Touken Ranbu: Outdoor Ibun Touken Camp, a Iyashikei manga adaptation centered on the main cast borrowing the camping equipment of the Saniwa for their missions or adventures. The series is illustrated by Ikra and serialized in Princess (magazine).

Touken Ranbu Side Story Tale Of Ayakashi, a manga adaptation telling an original story in the franchise. The series is illustrated by Yaeko Ninagawa and published by Monthly Comic Zenon.

Touken Ranbu: Nihongo Tsurezure Sake, a Cooking manga centered on the great spear Nihongou as he serves exceptional sake and snacks for his comrades in the citadel. The manga is illustrated by Okamura Kenji and serialized in Nichibun Comics.

===Stage plays===

Touken Ranbu has inspired a series of 2.5D stage plays and musicals since 2016. The stage plays and musicals were both announced simultaneously in 2015 with different companies and cast members behind the two separate productions. Musical: Touken Ranbu, produced with Nelke Planning, first ran on October 30, 2015. Stage: Touken Ranbu, produced by Marvelous and Dentsu, began running on May 3, 2016.
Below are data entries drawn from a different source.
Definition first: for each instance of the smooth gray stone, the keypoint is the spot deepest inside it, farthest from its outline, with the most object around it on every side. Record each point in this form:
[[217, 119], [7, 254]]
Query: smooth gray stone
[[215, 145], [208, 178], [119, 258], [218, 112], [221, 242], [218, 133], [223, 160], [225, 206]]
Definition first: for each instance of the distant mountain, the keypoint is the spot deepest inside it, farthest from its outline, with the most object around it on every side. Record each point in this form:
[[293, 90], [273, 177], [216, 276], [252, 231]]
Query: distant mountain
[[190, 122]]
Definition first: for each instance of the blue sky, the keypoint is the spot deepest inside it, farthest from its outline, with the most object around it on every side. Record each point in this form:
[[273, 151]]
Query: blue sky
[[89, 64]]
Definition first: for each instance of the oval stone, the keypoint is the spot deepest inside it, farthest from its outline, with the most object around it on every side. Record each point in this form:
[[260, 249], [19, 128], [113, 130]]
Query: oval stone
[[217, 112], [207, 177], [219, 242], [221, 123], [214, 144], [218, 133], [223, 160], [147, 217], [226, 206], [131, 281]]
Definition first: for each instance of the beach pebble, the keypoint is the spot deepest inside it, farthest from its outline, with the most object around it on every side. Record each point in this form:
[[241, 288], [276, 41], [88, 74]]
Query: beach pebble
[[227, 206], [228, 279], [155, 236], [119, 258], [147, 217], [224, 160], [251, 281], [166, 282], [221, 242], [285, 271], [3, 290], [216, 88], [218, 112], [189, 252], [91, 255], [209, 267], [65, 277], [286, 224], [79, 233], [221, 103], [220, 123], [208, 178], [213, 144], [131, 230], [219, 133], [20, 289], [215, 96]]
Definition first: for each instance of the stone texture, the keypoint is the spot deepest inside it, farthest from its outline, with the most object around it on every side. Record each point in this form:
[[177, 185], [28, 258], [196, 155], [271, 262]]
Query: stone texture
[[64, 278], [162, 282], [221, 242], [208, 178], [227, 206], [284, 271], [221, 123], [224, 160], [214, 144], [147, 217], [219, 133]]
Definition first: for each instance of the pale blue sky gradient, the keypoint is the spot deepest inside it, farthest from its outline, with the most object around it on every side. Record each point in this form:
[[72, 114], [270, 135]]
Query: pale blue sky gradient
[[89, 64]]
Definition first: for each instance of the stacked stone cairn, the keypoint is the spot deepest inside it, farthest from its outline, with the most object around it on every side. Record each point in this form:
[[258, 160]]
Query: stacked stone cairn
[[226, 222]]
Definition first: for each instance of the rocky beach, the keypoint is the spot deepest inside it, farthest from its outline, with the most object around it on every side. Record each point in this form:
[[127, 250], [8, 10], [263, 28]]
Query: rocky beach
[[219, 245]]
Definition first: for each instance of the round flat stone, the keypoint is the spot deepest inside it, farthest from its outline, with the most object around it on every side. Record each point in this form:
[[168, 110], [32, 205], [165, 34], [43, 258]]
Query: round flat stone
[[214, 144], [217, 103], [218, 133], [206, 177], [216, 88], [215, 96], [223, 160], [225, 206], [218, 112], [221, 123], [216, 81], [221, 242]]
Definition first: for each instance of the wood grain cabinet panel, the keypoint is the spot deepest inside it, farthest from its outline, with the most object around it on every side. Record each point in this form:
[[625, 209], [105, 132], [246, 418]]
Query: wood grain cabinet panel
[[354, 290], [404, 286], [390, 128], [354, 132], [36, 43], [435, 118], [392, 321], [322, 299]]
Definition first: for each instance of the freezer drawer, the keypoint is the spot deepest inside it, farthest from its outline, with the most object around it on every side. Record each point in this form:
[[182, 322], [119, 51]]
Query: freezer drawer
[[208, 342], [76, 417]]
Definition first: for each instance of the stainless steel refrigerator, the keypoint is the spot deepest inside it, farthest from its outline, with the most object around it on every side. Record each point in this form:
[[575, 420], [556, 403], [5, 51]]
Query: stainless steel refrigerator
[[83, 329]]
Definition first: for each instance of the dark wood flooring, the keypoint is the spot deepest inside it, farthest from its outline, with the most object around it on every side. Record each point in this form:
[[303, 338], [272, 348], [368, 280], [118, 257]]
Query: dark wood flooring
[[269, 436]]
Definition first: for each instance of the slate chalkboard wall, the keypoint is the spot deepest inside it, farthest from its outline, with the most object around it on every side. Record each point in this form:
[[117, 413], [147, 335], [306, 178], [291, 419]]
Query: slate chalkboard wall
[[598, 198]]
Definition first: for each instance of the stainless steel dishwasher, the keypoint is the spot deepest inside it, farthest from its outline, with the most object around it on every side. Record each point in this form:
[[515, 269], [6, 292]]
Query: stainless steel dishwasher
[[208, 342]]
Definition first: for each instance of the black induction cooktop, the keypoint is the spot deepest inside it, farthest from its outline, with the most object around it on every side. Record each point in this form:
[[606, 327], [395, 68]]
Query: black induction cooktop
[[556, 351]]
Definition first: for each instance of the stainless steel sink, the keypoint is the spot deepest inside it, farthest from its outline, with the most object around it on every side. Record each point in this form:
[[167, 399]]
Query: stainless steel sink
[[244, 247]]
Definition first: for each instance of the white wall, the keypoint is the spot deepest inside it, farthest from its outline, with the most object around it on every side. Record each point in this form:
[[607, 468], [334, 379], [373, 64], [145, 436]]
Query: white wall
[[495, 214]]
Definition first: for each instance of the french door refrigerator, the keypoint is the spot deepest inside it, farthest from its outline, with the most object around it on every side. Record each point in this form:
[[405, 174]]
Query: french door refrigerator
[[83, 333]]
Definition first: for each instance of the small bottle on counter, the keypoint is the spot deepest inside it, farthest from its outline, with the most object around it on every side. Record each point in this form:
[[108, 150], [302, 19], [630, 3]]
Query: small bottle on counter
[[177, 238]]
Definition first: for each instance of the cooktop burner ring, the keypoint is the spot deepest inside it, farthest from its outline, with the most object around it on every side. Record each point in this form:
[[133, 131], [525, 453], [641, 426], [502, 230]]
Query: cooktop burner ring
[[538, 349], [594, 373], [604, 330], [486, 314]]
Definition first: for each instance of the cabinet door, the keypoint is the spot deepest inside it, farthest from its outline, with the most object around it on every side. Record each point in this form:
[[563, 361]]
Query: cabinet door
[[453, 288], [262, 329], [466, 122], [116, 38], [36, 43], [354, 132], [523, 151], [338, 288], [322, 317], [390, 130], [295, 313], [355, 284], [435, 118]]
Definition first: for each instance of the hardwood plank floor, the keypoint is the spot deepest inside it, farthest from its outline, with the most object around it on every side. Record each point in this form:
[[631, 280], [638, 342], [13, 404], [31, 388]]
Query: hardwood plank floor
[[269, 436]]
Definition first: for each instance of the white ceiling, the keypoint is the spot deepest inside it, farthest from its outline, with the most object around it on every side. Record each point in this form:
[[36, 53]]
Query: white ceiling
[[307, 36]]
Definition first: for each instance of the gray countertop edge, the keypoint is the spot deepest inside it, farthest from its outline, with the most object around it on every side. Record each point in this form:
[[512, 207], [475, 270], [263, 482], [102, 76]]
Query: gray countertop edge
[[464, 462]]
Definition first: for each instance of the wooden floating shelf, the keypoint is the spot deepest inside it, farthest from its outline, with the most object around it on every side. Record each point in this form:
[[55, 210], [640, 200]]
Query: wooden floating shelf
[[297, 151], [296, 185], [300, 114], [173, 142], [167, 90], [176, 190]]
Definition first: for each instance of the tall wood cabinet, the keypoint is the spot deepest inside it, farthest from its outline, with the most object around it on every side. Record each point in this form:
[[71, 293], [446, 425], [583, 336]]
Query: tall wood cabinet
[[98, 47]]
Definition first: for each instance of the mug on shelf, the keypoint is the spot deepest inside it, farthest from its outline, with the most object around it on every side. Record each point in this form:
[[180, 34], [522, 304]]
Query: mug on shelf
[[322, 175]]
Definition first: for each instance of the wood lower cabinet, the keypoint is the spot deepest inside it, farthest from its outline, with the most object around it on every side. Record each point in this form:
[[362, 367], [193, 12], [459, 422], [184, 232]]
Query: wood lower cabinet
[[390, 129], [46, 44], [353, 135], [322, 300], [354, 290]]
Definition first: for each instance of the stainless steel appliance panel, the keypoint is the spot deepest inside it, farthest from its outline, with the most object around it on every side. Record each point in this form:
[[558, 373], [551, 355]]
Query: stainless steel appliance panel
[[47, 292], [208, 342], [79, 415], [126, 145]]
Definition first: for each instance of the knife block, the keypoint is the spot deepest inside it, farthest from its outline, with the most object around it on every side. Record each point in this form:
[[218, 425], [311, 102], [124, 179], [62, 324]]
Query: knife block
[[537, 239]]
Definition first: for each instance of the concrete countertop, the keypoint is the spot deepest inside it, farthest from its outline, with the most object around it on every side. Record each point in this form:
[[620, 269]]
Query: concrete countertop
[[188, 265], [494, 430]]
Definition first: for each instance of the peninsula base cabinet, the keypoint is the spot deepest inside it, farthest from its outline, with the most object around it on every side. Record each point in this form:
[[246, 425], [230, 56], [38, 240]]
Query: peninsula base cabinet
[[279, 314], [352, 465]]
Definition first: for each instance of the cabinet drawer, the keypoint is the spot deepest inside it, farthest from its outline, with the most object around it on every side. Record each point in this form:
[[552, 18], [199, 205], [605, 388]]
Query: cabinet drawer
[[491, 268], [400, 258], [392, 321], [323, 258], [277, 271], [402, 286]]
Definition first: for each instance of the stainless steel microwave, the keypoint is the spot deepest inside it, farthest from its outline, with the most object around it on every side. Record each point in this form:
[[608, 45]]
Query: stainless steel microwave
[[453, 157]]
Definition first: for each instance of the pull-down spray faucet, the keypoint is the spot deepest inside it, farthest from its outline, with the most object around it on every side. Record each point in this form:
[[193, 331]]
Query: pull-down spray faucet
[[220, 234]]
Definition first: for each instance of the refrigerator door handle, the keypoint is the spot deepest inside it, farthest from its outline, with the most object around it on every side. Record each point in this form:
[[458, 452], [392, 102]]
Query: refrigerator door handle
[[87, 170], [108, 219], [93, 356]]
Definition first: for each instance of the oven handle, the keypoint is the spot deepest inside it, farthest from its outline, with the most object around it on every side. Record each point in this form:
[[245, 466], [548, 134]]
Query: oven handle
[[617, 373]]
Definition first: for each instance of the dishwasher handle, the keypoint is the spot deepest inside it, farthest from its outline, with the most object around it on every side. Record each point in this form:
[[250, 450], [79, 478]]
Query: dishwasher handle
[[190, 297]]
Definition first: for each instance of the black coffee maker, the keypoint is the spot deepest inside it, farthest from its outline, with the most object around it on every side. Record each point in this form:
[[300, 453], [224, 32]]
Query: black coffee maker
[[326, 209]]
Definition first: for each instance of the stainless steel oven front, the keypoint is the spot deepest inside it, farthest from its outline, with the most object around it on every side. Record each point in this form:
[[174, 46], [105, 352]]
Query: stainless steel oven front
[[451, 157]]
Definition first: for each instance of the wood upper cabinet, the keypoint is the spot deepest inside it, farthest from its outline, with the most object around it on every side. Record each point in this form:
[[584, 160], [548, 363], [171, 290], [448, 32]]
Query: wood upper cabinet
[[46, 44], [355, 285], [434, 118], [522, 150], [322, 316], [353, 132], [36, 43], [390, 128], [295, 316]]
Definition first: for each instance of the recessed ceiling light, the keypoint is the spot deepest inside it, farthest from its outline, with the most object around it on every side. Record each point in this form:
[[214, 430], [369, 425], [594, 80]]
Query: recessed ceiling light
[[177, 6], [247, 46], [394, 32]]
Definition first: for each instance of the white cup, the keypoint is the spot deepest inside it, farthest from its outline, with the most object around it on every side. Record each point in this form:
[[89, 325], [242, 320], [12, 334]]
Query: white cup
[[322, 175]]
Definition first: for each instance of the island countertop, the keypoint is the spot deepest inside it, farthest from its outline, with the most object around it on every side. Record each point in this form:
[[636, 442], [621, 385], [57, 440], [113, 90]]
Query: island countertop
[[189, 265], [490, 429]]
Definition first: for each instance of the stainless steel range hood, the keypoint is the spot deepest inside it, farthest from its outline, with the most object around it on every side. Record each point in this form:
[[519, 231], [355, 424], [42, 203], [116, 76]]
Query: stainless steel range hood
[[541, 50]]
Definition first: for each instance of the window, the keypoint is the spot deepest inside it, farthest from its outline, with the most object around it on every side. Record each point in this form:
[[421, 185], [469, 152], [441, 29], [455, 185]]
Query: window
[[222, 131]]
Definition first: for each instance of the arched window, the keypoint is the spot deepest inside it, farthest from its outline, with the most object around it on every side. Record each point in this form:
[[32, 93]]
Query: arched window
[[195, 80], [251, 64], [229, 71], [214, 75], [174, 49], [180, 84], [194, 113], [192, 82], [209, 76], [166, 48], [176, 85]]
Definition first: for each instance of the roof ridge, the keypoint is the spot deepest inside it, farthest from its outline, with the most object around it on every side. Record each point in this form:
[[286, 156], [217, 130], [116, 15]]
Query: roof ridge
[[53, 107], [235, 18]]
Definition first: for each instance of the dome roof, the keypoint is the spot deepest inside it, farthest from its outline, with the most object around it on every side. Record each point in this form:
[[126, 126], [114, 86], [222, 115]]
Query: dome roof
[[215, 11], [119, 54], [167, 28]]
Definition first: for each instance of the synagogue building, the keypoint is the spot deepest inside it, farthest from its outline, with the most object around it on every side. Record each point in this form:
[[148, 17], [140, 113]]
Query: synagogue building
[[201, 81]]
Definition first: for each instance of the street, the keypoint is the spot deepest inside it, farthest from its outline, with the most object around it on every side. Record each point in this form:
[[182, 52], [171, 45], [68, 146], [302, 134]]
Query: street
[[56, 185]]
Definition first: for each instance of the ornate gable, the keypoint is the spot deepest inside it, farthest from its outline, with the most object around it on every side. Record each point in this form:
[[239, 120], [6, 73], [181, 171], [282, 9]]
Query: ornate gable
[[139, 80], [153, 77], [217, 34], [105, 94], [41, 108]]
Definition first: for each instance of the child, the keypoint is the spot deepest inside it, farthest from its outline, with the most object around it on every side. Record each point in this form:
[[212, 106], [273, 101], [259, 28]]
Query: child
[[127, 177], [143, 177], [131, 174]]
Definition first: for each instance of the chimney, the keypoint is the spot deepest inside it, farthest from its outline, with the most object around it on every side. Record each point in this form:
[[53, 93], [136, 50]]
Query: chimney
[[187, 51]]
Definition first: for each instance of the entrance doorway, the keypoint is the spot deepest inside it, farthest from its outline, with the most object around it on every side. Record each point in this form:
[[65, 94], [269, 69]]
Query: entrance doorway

Touken Ranbu has also inspired a traditional Kabuki stage production titled Touken Ranbu: Tsuki no Tsurugi Enishi no Kiri no wa, which was announced in 2022 and performed in Shinbashi Enbujo theater in Tokyo in July 2023.

===Ice Show===

Touken Ranbu has inspired an ice show titled Touken Ranbu - ICE BLADE -, which was performed at Yoyogi National Stadium on October 3 and 4 in 2026. It is notably the first 2.5D Touken Ranbu performance to blend live actors with voice acting from the sword casts original voice actors.

===Film===

A live-action film adaptation was released on January 18, 2019. The cast from Stage: Touken Ranbu reprised their roles. The film was distributed by Toho and Universal Pictures, directed by Saiji Yakumo, and written by Yasuko Kobayashi.

===Spin-off games===

In August 2021, Koei Tecmo announced they were developing Touken Ranbu Warriors, a hack and slash game based on their Warriors franchise. The game was developed by Omega Force and Ruby Party, with DMM Games and Nitroplus distributing. The game was released for the Nintendo Switch and Microsoft Windows on February 17, 2022, in Japan. It was later released on May 24, 2022, in North America and Europe.

In January 2025, the Touken Ranbu franchise announced a spin-off mobile Match-3 role-playing game titled Touken Ranbu Pazugiri. The game is developed by DMM Games, in collaboration with NHN PlayArt. It is set to release in Autumn 2026 on PC and mobile devices.

In September 2026, Nintendo Direct announced a crossover title for Touken Ranbu with the Fitness Boxing series titled Fitness Boxing: Touken Ranbu – Shutsujin! Exercise Honmaru. It is set to release in January 15, 2027 on the Nintendo Switch and the Nintendo Switch 2.